2. Transduktor nach Anspruch 1, dadurch gekennzeichnet, daß als Zeitverzögerungsmittel elektrische Schaltungselemente dienen.
3. Transduktor nach Anspruch 2, dadurch gekennzeichnet, daß als zeitverzögernde Mittel Induktivitäten dienen.
4. Transduktor nach Anspruch 2, dadurch gekennzeichnet, daß als zeitverzögernde Mittel Kondensatoren dienen.
5. Transduktor nach Anspruch 1 oder einem der folgenden, dadurch gekennzeichnet, daß der Transduktor mittels einer als Schalter steuerbaren Halbleiteranordnung mit p-n-übergang gesteuert wird.
6. Transduktor nach Anspruch 5, dadurch gekennzeichnet, daß die steuerbare Halbleiteranordnung mit ihrer steuerbaren Strecke der Reihenschaltung der beiden einem Wechselstromanschluß benachbart liegenden Ventile parallel geschaltet ist, welche zur Selbstsättigung der Transduktordrosseln bzw. je eines der Transduktordrosselpaare dienen.

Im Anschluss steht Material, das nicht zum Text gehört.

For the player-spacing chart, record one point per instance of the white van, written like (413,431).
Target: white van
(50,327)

7. Transduktor nach Anspruch 1 oder einem der folgenden in Gleichrichterbrückenschaltung, dadurch gekennzeichnet, daß jede Transduktordrossel je eine weitere Wicklung besitzt, die zusammen mit weiteren zusätzlichen Ventilen eine der Schaltung der Arbeitswicklungen und deren zugehörigen Ventilen gleichartige Brückenschaltung bilden, an deren Gleichstromausgang der als Schalter steuerbare Halbleiter mit p-n-Übergang angeschlossen ist.
8. Transduktor nach Anspruch 1 oder einem der folgenden, dadurch gekennzeichnet, daß als steuerbare Halbleiteranordnung ein Schalttransistor benutzt ist.
9. Transduktor nach Anspruch 7 oder 8, dadurch gekennzeichnet, daß die Brückenschaltungen dreiphasig ausgeführt sind.